1. Minimally invasive procedures will significantly outperform surgical options.

Minimally-invasive anti-aging procedures will continue to secure the majority of the aesthetic medical procedures’ market over more invasive, expensive surgical offerings.

"During hard economic times, men and women look to non-invasive cosmetic treatments such as Botox Cosmetic, Dermal Fillers and Skin Rejuvenation as a means to feel and look better about themselves physically and emotionally," says Dr. Alexander Ataii of Laser Clinque in San Diego.

2. The "eyes" have it!

"EyeJuvenation" will become an increasingly popular offering among physicians. Practitioners will offer a suite of services and products focusing specifically on the eye, including Botox Cosmetic® for treatment of crows-feet and deep wrinkles between the brows, coupled with the use of dermal fillers such as Juvederm®, Restylane® to fill deeper hollows below and around the eyes.

3. Cosmeceutical market will continue to grow

Many new cosmeceuticals are likely to hit the market in 2009. In a report published in October 2008 by the Freedonia Group, "the US Cosmeceuticals Market will increase by 7.2% per year to $8.2 billion in 2012, propelled by a stream of new and technologically advanced product introductions offering age-defying and other appearance enhancing benefits for an aging population. The rapid growth of the cosmeceutical market will continue to be based on a combination of science and astute marketing."

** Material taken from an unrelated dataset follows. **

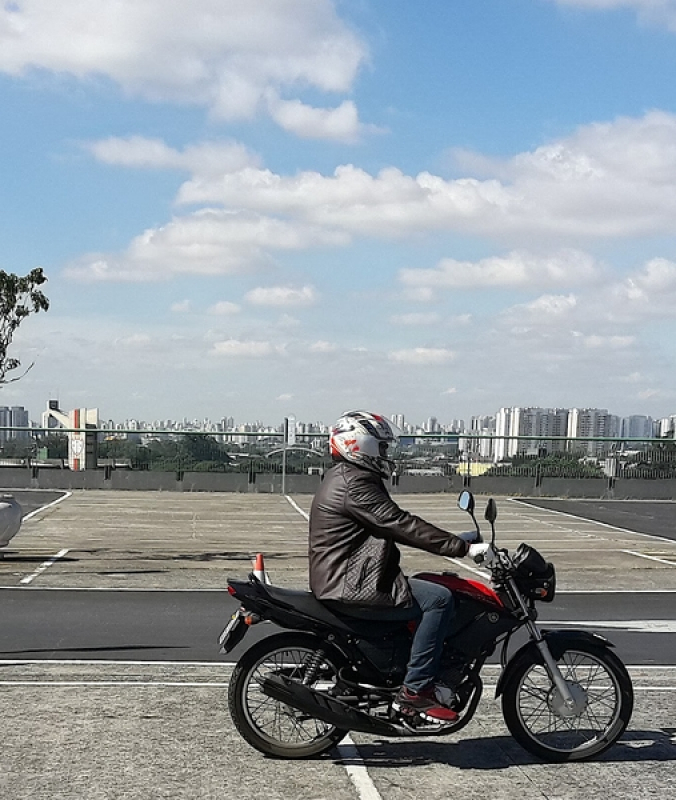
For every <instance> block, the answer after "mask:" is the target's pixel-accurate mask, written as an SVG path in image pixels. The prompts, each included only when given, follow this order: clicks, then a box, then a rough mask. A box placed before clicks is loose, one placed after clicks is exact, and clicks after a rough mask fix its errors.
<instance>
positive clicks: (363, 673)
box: [219, 491, 634, 762]
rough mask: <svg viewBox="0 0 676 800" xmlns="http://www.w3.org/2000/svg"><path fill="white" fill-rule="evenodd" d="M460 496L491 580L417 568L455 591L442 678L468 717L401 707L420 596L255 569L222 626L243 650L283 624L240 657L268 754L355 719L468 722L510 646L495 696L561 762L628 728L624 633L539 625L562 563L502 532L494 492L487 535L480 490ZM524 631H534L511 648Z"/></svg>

4. From caffeine to peptides, over-the-counter topical products will include innovative ingredients

Caffeine will burst onto the beauty-product market as a marquee ingredient in many drugstore cosmetics. Many researchers suggest that caffeine "reduces eye puffiness," "increases micro-circulation," which in turn carries away excess fluids from the skin, reduces the appearance of cellulite, and contributes to overall cell renewal.

5. Anti-aging from the "inside-out"

Consumers are seeking treatments, both ingestable and topical, to achieve better health through traditional dietary products. Peter Lam, in a January article in Skin Inc. Magazine, comments that, "the preventive strategies of anti-aging are being expanded and even exploited by the food industry with the promotion of nutraceuticals and antioxidants, such as the inclusion of botanicals and green tea in foods. Even the cosmetics industry has begun including these substances in skin care product formulations. The belief is that these ingredients can penetrate the skin topically in order to nourish and prevent skin conditions."

6. Medical weight loss management "grows" in popularity

Globally, the World Health Organization estimated that in 2005, 400 million people were obese. Currently, 78 million Americans are classified as obese. This number is projected to increase to 700 million worldwide by the year 2015. Therein, with obesity continuing as such a universal epidemic, medical weight management will be offered by a growing number of physicians internationally.

7. Public place trust in physicians for aesthetic medical offerings

The IAPAM’s Aesthetic Medicine Consumer Study surveyed women across the U.S., ages 21-60 on their perception of various aesthetic medicine procedures. "The results clearly indicate most women are concerned about their safety when choosing aesthetic procedures, which is a huge opportunity for physicians who wish to expand their practice with aesthetic treatments," says Jeff Russell, executive director of the IAPAM.

Given this, the field of aesthetic medicine will see non-physician owned medical spas close at a very fast rate.